Kamis, Agustus 09, 2012

Pertemuan Darurat OKI Bahas Minority Muslim



Raja Abdullah dari Arab Saudi menyerukan pertemuan darurat pada 14-15 Agustus ini bahas nasib kelompok minority Muslim.

Pertemuan Organisasi Kerja Sama Islam (OKI) di Makkah, Arab Saudi, akan membahas minority Muslim yang tinggal di negara-negara nonanggota. Raja Abdullah dari Arab Saudi pekan lalu menyerukan pertemuan darurat pada 14-15 Agustus ini. Nasib kelompok minority Muslim terkadang sangat memprihatinkan. Menteri Luar Negeri Indonesia Marty Natalegawa menyatakan persoalan itu kemungkinan merupakan salah satu agenda yang bakal dibicarakan. “Secara rutin hal ini diungkap dalam setiap pertemuan,” katanya di Jakarta, Senin (30/7).

Secara spesifik, jelas Marty, mengarah pada kondisi dan perilaku pemerintahan sebuah negara non-OKI dalam memperlakukan warganya yang Muslim. Sejumlah kasus terjadi pada komunitas Muslim, seperti di etnis Melayu muslim di Thailand selatan dan Filipina selatan. Terakhir, kekerasan dan diskriminasi yang menimpa Muslim Ro hingya di Myanmar.

Ketua Pimpinan Pusat Muhammadiyah Haedar Nashir mengatakan pertemuan OKI mesti menghasilkan solusi efektif dalam menangani persoalan yang dihadapi kaum minority itu.

Jangan sampai mereka tertindas, baik dalam menjalani kehidupannya maupun  menunaikan kewajiban agamanya. “Paling klasik adalah Palestina,” katanya menegaskan. Seharusnya, ada formula baru yang dirumuskan OKI untuk memosisikan umat Islam lebih kuat di pergaulan dunia. Kekuatan dunia Islam tentu akan melahirkan kebaikan bagi semua umat Islam meski mereka bukan majority di sebuah negara. Ia menambahkan, di Eropa Islam menjelma sebagai agama yang kian berkembang.

Negara yang mereka tinggali memang ada yang memberikan kebebasan bagi mereka menunaikan ajaran agamanya. Sayangnya, tak jarang pula ada diskriminasi, termasuk dalam pekerjaan dan pembangunan rumah ibadah. Kalau mereka mengklaim menghormati hak asasi manusia tentu tak ada hambatan yang diterapkan pada komuniti Muslim. Di sisi lain, dalam bidang politik mereka masih belum sepenuhnya memperoleh keleluasaan. Haedar berharap perhelatan di OKI ini memicu pula persatuan negara-negara Muslim, khususnya negara Arab.

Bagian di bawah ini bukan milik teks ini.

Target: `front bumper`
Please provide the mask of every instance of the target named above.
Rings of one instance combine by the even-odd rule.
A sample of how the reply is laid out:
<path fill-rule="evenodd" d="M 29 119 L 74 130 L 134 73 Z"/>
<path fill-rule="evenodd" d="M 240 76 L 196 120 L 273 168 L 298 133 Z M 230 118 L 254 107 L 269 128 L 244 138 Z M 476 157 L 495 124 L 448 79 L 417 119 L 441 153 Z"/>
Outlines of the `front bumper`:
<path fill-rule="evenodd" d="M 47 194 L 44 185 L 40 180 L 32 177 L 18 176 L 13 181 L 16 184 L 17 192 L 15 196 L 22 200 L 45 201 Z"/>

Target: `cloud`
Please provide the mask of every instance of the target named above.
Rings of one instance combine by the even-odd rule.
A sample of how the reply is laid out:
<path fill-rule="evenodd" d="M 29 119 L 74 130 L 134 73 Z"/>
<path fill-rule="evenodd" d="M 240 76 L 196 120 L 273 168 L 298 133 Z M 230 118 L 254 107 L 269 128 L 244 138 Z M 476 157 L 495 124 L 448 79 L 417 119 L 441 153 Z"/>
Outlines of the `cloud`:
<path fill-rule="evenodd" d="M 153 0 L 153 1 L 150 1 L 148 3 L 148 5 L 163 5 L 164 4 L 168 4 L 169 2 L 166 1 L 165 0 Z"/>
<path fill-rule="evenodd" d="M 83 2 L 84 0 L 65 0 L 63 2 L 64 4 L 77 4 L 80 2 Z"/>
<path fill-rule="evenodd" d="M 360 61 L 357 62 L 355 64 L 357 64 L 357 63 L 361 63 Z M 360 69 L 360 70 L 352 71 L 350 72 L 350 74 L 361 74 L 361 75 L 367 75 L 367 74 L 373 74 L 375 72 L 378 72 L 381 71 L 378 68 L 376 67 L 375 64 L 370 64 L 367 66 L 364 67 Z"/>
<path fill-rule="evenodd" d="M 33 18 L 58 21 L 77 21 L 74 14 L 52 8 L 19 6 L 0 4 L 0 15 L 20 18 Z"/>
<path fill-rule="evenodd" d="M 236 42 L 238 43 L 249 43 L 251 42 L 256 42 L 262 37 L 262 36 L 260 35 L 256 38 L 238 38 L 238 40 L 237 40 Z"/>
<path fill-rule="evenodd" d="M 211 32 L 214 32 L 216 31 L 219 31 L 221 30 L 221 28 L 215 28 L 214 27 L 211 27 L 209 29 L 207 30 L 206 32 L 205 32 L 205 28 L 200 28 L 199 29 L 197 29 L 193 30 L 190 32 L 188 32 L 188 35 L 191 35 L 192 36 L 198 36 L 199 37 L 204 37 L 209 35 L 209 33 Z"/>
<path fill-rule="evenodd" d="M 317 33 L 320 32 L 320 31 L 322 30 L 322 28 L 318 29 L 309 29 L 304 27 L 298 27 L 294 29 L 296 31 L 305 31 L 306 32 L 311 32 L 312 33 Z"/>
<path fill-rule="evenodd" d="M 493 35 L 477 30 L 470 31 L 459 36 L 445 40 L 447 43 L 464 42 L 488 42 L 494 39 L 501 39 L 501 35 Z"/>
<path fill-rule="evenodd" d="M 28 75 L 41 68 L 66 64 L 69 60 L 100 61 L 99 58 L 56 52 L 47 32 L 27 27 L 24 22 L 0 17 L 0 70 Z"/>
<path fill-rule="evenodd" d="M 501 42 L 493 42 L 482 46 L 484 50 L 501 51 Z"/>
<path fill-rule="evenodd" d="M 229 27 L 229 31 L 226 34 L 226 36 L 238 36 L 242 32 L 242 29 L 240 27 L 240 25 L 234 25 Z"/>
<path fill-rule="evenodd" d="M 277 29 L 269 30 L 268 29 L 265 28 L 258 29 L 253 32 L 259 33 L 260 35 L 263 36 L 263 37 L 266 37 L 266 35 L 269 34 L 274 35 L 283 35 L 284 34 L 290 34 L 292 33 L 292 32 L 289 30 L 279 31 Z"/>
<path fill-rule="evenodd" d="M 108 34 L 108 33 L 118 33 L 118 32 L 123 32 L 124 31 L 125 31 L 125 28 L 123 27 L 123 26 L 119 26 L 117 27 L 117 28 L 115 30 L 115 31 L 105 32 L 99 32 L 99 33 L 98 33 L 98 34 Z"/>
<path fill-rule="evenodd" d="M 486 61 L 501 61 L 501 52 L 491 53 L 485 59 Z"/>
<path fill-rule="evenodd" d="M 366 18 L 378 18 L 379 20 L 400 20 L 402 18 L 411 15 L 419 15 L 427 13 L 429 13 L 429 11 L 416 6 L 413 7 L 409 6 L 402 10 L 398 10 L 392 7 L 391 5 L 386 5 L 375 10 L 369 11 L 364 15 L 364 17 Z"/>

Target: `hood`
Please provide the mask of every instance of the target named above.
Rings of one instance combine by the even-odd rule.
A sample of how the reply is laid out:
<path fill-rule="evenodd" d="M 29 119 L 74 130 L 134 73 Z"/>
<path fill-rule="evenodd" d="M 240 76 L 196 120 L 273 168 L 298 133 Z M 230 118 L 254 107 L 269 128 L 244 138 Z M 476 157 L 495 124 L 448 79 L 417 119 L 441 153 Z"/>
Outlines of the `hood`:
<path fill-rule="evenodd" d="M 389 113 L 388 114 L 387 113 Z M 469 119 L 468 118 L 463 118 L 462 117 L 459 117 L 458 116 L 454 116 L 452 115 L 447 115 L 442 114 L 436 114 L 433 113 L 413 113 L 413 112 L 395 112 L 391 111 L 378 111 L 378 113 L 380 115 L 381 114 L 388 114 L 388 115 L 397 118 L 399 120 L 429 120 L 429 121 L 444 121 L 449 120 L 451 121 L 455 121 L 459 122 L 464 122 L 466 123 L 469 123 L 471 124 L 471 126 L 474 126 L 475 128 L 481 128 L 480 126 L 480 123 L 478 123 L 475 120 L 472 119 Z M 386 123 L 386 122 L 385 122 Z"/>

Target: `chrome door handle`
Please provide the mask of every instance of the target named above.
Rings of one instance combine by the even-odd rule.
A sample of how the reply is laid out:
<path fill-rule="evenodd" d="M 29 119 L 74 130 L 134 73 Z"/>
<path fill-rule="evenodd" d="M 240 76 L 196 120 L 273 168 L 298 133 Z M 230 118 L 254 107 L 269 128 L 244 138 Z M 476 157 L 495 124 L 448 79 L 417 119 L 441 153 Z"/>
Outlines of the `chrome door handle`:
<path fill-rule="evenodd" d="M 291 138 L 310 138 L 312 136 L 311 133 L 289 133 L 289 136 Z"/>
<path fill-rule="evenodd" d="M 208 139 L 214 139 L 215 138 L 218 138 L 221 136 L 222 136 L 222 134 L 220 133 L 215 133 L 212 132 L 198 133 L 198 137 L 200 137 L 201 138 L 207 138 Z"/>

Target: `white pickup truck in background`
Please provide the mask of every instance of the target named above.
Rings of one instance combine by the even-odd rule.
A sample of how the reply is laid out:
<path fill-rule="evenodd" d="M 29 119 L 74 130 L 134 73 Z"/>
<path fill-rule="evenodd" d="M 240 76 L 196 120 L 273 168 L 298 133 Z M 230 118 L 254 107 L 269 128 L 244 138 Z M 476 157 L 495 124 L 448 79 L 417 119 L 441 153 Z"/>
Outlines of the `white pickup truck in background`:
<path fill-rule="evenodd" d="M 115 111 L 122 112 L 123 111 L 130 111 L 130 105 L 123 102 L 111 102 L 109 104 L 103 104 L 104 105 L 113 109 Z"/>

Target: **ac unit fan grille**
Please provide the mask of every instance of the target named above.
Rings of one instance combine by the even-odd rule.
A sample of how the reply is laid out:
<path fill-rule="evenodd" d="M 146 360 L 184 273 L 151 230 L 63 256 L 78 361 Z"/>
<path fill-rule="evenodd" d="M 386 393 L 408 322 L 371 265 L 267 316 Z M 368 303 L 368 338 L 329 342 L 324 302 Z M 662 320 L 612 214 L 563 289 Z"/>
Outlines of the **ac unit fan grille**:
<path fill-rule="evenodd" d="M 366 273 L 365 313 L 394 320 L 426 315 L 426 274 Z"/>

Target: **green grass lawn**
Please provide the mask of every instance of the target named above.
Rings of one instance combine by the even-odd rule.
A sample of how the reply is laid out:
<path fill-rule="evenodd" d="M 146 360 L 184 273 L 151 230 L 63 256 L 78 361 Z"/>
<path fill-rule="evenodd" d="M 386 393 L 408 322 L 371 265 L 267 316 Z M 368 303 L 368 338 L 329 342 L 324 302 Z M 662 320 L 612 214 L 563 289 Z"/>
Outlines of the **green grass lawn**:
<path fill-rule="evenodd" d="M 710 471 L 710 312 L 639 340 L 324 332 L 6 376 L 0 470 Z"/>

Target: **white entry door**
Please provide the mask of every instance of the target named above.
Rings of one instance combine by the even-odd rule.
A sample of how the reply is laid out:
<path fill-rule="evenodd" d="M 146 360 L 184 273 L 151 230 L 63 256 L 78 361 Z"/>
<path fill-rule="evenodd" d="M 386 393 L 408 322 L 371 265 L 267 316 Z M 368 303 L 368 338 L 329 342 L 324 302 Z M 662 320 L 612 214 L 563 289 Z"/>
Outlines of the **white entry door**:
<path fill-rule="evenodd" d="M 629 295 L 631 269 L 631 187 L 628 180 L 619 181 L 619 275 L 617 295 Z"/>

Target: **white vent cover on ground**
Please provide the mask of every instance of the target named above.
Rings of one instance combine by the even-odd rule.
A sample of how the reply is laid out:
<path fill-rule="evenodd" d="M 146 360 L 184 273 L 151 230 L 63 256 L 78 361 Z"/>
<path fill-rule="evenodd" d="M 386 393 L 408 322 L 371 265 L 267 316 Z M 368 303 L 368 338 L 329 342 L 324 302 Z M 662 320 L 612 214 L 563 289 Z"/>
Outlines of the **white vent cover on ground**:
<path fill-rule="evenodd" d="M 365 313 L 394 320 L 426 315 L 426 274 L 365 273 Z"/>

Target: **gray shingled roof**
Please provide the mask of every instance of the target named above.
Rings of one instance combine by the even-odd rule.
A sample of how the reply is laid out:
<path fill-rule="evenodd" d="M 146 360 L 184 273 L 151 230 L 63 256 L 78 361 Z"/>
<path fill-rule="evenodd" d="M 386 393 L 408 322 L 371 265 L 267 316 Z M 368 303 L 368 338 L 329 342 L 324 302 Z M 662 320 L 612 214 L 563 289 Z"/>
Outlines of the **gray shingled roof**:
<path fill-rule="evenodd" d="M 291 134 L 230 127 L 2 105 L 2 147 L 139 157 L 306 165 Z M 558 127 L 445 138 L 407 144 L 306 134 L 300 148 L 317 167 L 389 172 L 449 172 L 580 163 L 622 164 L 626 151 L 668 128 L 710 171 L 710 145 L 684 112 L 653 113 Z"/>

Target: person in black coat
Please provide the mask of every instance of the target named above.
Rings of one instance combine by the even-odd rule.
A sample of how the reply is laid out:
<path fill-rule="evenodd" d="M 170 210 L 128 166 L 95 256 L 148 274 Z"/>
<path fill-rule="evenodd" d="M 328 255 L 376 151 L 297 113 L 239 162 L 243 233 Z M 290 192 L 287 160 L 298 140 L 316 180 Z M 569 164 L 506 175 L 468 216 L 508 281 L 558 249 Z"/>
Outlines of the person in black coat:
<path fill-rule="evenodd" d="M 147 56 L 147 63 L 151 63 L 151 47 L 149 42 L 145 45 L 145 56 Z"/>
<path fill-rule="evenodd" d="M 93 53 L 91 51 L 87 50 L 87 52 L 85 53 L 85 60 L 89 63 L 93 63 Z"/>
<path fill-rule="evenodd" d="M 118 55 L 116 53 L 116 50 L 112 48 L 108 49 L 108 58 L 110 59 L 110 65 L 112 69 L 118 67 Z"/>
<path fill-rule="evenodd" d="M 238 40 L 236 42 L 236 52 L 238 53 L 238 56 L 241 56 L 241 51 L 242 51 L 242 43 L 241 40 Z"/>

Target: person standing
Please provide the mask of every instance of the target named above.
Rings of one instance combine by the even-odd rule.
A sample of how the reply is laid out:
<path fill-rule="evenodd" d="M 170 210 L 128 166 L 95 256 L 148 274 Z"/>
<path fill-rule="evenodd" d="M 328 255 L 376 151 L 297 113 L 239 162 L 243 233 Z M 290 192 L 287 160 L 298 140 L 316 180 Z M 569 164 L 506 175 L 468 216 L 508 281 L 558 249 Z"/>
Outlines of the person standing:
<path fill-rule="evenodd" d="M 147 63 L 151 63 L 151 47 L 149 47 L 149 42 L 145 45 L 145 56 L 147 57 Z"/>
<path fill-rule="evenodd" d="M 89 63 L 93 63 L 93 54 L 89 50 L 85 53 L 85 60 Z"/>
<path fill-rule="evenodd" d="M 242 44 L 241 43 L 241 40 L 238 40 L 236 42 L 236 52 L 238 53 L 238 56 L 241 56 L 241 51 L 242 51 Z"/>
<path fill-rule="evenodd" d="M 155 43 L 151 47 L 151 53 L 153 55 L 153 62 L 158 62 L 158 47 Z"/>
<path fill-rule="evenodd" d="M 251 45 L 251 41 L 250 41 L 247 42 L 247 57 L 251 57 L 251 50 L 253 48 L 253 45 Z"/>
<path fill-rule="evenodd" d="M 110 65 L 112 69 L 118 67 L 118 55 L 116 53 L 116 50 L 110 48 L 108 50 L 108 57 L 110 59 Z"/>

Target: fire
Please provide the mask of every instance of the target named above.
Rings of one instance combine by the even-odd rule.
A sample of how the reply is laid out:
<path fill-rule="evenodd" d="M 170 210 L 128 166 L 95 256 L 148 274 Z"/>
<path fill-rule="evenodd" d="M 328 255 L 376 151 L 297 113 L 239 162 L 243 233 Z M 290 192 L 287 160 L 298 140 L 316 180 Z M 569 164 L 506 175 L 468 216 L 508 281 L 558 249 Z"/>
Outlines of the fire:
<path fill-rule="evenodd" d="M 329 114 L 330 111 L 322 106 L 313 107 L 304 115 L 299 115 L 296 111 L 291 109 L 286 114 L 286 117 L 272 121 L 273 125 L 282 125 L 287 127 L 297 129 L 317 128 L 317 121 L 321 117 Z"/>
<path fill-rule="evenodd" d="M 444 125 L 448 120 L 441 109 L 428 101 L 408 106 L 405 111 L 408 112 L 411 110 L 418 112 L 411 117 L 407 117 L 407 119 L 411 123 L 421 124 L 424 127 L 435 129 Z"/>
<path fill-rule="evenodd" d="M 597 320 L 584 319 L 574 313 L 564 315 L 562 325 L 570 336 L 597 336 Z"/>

Menteri Luar Negeri Arab Saudi Pangeran Saud al-Faisal menyatakan isu persatuan negara Muslim diangkat. Dunia Islam dinilainya kini di ambang perpecahan dan mesti ada langkah yang segera ditempuh untuk membangun persatuan, dan menyelesaikan masalah yang dihadapi setiap negara Muslim. Ia mengatakan, Kerajaan Arab Saudi sudah mengirimkan undangan kepada kepala negaranegara anggota OKI untuk menghadiri pertemuan.